Friday, May 4, 2012

Moths at the light

With the publication of the new Petersons Moth Field Guide I have been inspired to turn my porch light on again and photograph the critters that show up. I thought I had photos of just about every possibility since I had been doing this for several years but I was surprised to see a few new moths.
This one is a Schlaeger’s Fruitworm Moth (Antaeotricha schlaegeri) and its larvae feed on White Oaks so it was no real surprise since I have a very big White Oak in my yard. Since some moth mimic bird-dropping I think I should start investigating bird poop when I see it on tree limbs. In the past it has been something I have pretty much ignored but I can see now it has possibilities for finding other moths with similar habits. I knew about some of caterpillars that used that strategy but I didn’t realize that moths used it as well. So I guess the lesson is if you look like shit then just tell your friends it’s your strategy for blending in and not getting eaten alive.

This next moth was frantically flying and wouldn’t stand still for anything but I did manage to get a blurry photo. In flight it looked bright red but once I looked at the photo I could see variation and some pattern. I submitted it to BAMONA (Butterflies and Moths of North America) and it was identified as Pyrrhia expimens (Purple-Lined Sallow).

Here is another one I caught almost in flight as it landed on the screen door. It is a Bilobed Looper (Megalographa biloba), in the family Noctuidae.
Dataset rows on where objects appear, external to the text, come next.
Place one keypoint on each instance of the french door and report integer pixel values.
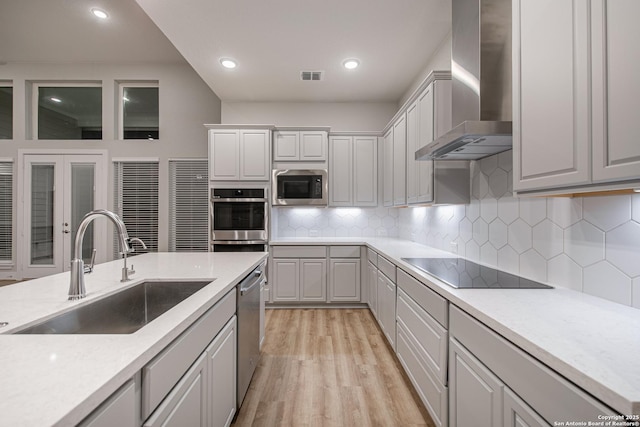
(58, 190)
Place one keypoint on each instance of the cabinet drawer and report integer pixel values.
(430, 301)
(299, 251)
(163, 372)
(372, 256)
(433, 394)
(549, 394)
(387, 267)
(344, 251)
(186, 405)
(429, 337)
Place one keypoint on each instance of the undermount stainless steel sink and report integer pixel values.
(121, 313)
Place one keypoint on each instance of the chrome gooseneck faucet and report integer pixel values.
(76, 287)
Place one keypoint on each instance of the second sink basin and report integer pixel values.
(121, 313)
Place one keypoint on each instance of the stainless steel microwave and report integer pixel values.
(297, 187)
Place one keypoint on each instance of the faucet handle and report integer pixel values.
(89, 268)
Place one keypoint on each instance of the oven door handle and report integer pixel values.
(239, 242)
(232, 200)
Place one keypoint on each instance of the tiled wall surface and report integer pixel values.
(589, 244)
(335, 222)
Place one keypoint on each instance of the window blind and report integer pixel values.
(6, 214)
(136, 202)
(188, 206)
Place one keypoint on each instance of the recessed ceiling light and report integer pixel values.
(228, 63)
(99, 13)
(351, 64)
Actias luna (Luna Moth) is always a welcome sight at my porch light. The tail on this one looked a little shorter than some that have visited in the past. Speaking of Luna and moon things The moon will be closest to the earth Saturday, and it will be a full moon, so it should be much brighter than usual. It is a supermoon.

Another large moth that showed up was Virginia Creeper Sphnix Moth (Darapsa myron) Most sphnix moths don't come to lights but I have seen this species on my porch before. The best way to see sphnix moths is to set out a moth bait. This year I am trying a combination of bannana and apples. First I freeze the fruit and then when it defrosts in a closed container it ferments. So far I haven't had any takers.

It was getting late in the evening so I decided to turn the light out but I had to have one last look to satisfy my moth addiction. And lo and behold there was a HUGH spider on the wall. Now I’ve seen these Wolf Spiders before but I have to say they can catch me off guard. This was obviously a female with egg sac in tow. Look closely at the sac to see how it is seamed together and how it is attached to the spinnerets. Wolf spiders are very protective their young. Once these eggs have hatched the young spiderlings will attach themselves to the fine hairs on the mothers abdomen and ride around until they are able to fend for themselves. The hairs are just barely visible in this photo.

I just never know what is going to show up.

1 comment:

Jackie C said...

Oh my goodness!! Your moth (etc.) photos are gorgeous. Ever since I saw the art work of a photographer who took photos of moths and then enlarged them to a great degree (so that one could see the most minute details on its body) I, too, have been fascinated by them. They are gorgeous! Thank you for your patient work!! Your blog is looking beautiful, by the way!